Two-part Skin cleansing with oat silk

Do a two-part Skin Cleansing with Oat Cleanser and Oil. Choose the oil you like, for example safflower oil. Apply about a teaspoon of oil on the face and massage gently for about one minute. Now prepare the oat silk cleaner according to the previous instructions. Apply the cleanser to oily skin and rub lightly so that the oil emulsifies into the oat cleanser. Now you can wash your face with either water or a damp muslin cloth. Oatmeal cleanser leaves your skin clear and glowing. The pores are closed and the skin looks cared for.
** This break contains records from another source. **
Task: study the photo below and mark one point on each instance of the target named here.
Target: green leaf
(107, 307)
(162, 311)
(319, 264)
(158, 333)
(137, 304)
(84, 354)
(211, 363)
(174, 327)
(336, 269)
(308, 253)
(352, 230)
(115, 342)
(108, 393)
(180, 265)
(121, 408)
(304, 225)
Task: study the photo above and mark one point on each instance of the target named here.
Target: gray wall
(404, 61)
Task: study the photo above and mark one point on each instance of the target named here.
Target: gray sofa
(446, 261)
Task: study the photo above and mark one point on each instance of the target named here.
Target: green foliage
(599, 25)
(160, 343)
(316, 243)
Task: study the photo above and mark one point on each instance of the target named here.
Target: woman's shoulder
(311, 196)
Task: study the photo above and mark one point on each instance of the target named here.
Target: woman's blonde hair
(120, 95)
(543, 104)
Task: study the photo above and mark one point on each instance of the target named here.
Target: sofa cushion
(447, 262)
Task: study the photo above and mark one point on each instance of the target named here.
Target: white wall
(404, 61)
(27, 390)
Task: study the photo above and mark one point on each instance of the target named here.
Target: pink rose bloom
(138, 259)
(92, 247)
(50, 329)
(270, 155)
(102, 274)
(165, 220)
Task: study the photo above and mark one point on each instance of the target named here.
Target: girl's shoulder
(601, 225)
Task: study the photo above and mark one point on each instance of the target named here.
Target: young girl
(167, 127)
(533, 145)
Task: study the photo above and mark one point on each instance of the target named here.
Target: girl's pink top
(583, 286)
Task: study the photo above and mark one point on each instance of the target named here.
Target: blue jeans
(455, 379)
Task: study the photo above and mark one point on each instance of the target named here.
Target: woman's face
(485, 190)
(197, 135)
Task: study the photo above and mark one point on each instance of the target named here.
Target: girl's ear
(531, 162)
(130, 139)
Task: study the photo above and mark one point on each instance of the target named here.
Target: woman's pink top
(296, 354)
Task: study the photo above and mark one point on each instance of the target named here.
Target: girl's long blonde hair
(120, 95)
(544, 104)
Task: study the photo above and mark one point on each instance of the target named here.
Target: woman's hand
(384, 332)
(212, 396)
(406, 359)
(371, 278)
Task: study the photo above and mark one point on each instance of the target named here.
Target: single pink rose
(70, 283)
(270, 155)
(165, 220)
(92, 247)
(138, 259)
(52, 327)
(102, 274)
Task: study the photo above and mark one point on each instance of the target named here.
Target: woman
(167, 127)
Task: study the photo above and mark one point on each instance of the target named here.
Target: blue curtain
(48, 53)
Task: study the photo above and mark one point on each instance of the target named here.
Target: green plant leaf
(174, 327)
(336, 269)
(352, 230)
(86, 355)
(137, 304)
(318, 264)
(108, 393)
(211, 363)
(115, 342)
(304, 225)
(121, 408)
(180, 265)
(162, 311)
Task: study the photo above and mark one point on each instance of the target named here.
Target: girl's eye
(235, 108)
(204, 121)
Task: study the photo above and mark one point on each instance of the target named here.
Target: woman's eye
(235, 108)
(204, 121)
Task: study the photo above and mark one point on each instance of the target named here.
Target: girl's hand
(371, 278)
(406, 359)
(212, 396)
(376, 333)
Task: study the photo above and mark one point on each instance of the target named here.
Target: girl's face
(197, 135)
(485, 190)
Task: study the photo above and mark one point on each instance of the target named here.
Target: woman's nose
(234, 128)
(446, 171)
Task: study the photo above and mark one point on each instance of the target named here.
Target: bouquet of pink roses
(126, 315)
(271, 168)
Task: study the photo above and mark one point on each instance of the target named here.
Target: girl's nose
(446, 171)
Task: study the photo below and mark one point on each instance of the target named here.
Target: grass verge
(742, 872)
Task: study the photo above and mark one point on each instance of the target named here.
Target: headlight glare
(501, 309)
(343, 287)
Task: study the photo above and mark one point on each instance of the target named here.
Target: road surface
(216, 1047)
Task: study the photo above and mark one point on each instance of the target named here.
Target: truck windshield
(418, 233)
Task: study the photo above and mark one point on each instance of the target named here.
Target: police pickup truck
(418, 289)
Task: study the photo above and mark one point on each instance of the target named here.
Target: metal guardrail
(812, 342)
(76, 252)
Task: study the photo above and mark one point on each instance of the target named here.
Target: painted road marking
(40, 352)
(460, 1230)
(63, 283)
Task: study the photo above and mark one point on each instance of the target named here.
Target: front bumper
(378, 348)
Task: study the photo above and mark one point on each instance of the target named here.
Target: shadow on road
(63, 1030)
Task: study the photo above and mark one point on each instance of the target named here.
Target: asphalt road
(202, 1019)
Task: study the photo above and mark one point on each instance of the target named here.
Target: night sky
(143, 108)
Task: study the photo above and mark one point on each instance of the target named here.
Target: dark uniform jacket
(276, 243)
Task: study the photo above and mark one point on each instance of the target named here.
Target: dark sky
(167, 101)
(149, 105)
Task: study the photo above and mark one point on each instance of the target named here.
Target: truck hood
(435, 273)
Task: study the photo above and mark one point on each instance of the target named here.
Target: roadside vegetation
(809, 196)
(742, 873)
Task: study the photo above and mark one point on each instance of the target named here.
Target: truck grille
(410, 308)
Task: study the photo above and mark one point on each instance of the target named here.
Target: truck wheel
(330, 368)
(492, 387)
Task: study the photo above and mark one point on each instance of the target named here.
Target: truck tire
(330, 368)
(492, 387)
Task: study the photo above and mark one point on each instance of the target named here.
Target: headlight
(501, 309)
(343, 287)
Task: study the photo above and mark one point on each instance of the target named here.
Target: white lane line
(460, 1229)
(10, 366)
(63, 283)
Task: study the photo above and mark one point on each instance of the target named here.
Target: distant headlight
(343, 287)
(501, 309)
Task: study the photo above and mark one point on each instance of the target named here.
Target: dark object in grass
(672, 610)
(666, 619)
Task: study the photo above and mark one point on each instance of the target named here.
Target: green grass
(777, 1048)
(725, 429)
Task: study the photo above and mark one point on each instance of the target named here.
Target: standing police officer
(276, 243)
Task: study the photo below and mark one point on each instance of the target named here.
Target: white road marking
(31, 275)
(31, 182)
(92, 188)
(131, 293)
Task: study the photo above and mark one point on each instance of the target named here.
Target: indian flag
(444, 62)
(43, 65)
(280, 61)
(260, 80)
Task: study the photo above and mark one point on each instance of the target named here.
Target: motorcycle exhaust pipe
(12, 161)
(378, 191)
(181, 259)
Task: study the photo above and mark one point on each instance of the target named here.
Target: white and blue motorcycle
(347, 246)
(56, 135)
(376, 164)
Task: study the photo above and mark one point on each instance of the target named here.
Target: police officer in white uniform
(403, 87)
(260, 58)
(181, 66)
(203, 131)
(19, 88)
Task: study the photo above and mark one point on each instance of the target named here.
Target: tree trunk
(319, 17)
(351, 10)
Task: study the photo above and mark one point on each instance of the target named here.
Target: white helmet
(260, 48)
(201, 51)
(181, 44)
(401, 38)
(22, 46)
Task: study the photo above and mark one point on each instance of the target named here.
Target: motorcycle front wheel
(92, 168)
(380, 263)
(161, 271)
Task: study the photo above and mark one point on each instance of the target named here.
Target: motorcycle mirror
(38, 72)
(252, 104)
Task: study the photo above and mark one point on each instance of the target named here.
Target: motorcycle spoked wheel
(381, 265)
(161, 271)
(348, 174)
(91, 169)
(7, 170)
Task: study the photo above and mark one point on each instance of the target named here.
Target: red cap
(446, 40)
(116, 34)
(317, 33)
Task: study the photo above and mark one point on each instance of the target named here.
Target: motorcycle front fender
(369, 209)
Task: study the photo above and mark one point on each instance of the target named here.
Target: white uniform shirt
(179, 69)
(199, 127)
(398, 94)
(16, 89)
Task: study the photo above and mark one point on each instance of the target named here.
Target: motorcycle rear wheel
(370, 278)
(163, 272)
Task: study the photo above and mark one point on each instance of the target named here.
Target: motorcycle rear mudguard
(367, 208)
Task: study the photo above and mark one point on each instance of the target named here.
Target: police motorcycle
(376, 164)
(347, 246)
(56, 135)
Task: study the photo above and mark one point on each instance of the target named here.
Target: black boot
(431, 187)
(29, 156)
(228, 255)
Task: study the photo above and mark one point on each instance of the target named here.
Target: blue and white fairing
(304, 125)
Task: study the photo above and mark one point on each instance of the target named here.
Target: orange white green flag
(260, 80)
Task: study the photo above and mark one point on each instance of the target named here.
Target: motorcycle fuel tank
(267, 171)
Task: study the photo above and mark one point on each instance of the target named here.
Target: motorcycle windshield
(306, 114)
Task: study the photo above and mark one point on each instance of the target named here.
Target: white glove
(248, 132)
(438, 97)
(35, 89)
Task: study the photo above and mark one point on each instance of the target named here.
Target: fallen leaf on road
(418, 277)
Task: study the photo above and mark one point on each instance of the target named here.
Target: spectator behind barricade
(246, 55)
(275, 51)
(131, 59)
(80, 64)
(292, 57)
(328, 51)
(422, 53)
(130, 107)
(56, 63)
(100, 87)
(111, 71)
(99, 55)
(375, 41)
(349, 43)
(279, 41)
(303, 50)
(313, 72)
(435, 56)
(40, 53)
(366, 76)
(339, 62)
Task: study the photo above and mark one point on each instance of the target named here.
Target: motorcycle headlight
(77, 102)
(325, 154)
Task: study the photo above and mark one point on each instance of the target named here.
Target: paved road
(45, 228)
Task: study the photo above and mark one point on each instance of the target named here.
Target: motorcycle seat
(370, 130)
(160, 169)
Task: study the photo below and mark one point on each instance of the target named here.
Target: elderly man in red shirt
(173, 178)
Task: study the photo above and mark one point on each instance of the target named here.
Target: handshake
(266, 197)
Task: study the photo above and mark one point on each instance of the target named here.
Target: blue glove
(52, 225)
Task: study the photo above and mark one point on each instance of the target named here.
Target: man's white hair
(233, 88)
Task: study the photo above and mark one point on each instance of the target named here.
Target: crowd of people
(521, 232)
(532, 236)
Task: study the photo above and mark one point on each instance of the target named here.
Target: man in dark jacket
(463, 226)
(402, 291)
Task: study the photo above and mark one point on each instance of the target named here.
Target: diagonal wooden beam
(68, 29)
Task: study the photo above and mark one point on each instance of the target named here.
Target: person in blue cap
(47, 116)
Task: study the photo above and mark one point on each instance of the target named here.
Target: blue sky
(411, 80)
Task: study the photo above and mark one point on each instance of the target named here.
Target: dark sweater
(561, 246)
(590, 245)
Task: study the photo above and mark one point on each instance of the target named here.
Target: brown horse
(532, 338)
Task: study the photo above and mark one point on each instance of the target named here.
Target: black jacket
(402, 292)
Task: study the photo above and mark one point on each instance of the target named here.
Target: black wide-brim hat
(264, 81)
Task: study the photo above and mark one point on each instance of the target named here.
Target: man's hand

Oat silk and Colloidal oatmeal are products worth trying

Photo by Claude Laprise on Unsplash

I recommend trying cosmetic oat powders. Oat powders are anhydrous products that will be preserved for a very long time. Oat powders are safe products that are suitable for the whole family, including small children and pets. Did you know that cosmetic oatmeal in the world is quite often Finnish origin. Large quantities of cosmetic oats are exported from Finland all over the world.

Have you used colloidal oats or oat silk in cosmetics?